A Sampling-based Framework for Hypothesis Testing on Large Attributed Graphs
Yun Wang, Chrysanthi Kosyfaki, Sihem Amer-Yahia, Reynold Cheng
TL;DR
This work addresses hypothesis testing on large attributed graphs by formalizing node, edge, and path hypotheses and introducing a sampling-based framework. It introduces PHASE, a Path-Hypothesis-Aware SamplEr, which biases sampling toward elements specified by the hypothesis, and PHASE_{opt}, which uses non-backtracking walks and neighbor-limiting tricks to reduce runtime while preserving accuracy. The authors prove convergence properties for hypothesis estimators and demonstrate through experiments on MovieLens, DBLP, and Yelp that PHASE_{opt} can be at least 43x faster than PHASE with <=4% accuracy loss, while delivering tighter p-values and confidence intervals.

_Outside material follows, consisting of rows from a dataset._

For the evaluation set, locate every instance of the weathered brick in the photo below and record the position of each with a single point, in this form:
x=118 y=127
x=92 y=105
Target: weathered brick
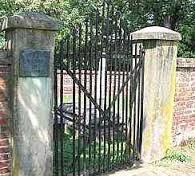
x=184 y=108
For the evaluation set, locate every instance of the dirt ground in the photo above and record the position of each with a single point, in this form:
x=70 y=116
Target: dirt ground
x=164 y=167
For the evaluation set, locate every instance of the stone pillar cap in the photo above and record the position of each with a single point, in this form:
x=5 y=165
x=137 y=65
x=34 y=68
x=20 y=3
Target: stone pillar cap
x=156 y=33
x=30 y=20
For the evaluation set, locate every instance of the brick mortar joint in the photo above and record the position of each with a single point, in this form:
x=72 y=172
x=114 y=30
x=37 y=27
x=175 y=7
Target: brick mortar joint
x=185 y=62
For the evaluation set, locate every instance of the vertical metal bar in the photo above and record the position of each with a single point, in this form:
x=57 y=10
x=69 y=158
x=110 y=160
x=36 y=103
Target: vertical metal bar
x=142 y=97
x=90 y=91
x=74 y=103
x=127 y=114
x=134 y=103
x=95 y=90
x=55 y=135
x=110 y=88
x=85 y=85
x=123 y=96
x=114 y=89
x=119 y=82
x=100 y=98
x=138 y=104
x=61 y=113
x=105 y=82
x=131 y=101
x=79 y=103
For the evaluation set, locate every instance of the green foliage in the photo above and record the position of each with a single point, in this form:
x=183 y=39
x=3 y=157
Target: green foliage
x=175 y=155
x=176 y=14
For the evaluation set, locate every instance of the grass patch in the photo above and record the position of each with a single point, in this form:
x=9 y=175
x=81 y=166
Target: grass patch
x=176 y=155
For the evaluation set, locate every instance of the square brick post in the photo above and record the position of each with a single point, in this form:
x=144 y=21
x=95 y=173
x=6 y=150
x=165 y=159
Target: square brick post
x=160 y=45
x=30 y=42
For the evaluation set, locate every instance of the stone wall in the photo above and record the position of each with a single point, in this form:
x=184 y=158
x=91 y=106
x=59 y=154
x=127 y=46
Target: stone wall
x=184 y=110
x=5 y=159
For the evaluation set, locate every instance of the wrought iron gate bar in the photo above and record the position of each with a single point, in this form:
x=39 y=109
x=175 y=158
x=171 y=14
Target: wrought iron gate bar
x=98 y=122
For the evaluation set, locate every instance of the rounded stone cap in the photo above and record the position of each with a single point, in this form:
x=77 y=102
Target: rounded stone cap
x=156 y=33
x=30 y=20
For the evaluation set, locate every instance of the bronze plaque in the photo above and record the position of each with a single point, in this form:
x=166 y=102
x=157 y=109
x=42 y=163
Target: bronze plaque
x=34 y=63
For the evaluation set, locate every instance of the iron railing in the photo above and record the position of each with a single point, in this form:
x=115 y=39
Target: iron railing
x=98 y=127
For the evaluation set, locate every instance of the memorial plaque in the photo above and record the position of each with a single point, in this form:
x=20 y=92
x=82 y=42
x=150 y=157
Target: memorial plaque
x=34 y=63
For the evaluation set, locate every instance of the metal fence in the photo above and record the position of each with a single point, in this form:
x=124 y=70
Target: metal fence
x=99 y=126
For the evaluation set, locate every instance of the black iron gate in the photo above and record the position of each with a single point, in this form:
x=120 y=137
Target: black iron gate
x=98 y=97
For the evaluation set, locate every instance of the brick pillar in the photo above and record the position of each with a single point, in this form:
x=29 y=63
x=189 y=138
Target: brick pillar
x=160 y=45
x=30 y=42
x=5 y=132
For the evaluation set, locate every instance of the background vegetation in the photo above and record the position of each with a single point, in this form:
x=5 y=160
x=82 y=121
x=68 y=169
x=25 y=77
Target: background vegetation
x=177 y=15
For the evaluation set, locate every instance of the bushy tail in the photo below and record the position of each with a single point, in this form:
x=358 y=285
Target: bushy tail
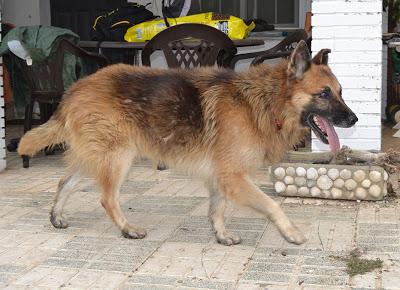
x=48 y=134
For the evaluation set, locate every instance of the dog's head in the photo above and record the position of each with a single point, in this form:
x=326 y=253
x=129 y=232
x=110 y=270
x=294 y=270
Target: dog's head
x=317 y=95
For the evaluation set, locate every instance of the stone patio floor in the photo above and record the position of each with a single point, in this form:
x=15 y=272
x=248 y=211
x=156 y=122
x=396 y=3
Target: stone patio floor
x=180 y=251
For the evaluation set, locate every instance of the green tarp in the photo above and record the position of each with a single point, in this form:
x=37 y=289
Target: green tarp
x=40 y=42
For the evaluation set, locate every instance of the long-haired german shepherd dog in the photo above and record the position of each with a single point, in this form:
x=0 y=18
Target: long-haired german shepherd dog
x=211 y=122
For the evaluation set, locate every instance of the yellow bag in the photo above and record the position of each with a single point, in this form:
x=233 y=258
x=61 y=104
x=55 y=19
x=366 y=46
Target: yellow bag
x=233 y=26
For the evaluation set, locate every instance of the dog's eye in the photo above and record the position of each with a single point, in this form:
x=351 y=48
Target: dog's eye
x=326 y=93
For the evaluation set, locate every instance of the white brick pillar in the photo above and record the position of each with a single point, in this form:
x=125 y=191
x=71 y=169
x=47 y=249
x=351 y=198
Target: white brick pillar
x=352 y=29
x=2 y=114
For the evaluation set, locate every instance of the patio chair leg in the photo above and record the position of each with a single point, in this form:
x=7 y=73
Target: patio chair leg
x=27 y=127
x=25 y=161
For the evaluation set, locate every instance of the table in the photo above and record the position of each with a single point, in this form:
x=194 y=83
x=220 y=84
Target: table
x=132 y=48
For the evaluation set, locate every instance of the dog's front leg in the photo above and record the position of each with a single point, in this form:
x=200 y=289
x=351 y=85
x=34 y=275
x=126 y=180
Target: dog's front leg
x=216 y=214
x=241 y=190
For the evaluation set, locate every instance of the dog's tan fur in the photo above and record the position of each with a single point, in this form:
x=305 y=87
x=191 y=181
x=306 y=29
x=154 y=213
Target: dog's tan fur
x=213 y=123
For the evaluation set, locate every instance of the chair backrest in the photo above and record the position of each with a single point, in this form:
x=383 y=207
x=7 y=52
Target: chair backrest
x=191 y=45
x=47 y=75
x=283 y=48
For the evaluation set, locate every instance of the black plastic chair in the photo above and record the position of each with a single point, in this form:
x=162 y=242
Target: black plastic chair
x=191 y=45
x=282 y=49
x=45 y=81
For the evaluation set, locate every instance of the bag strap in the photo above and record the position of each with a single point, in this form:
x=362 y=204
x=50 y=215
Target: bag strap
x=166 y=9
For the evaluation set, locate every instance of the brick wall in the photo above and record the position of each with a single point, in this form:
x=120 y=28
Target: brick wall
x=2 y=112
x=352 y=29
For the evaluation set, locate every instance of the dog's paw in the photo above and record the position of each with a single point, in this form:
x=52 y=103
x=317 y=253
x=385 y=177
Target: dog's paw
x=228 y=239
x=294 y=235
x=58 y=221
x=133 y=233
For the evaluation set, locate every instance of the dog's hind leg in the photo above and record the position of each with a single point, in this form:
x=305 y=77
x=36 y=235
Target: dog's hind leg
x=216 y=214
x=239 y=188
x=66 y=187
x=112 y=172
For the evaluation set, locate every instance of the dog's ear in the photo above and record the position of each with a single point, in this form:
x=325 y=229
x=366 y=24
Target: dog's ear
x=322 y=57
x=299 y=61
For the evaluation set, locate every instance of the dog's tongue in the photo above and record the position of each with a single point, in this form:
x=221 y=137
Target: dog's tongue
x=333 y=139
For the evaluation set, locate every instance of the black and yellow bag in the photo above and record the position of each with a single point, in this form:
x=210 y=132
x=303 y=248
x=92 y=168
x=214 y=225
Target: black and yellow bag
x=112 y=26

The approach significantly improves practical hypothesis testing on large graphs and supports longer-path and more complex hypotheses, offering a path toward scalable, hypothesis-aware graph analytics.
Abstract
Hypothesis testing is a statistical method used to draw conclusions about populations from sample data, typically represented in tables. With the prevalence of graph representations in real-life applications, hypothesis testing in graphs is gaining importance. In this work, we formalize node, edge, and path hypotheses in attributed graphs. We develop a sampling-based hypothesis testing framework, which can accommodate existing hypothesis-agnostic graph sampling methods. To achieve accurate and efficient sampling, we then propose a Path-Hypothesis-Aware SamplEr, PHASE, an m- dimensional random walk that accounts for the paths specified in a hypothesis. We further optimize its time efficiency and propose PHASEopt. Experiments on real datasets demonstrate the ability of our framework to leverage common graph sampling methods for hypothesis testing, and the superiority of hypothesis-aware sampling in terms of accuracy and time efficiency.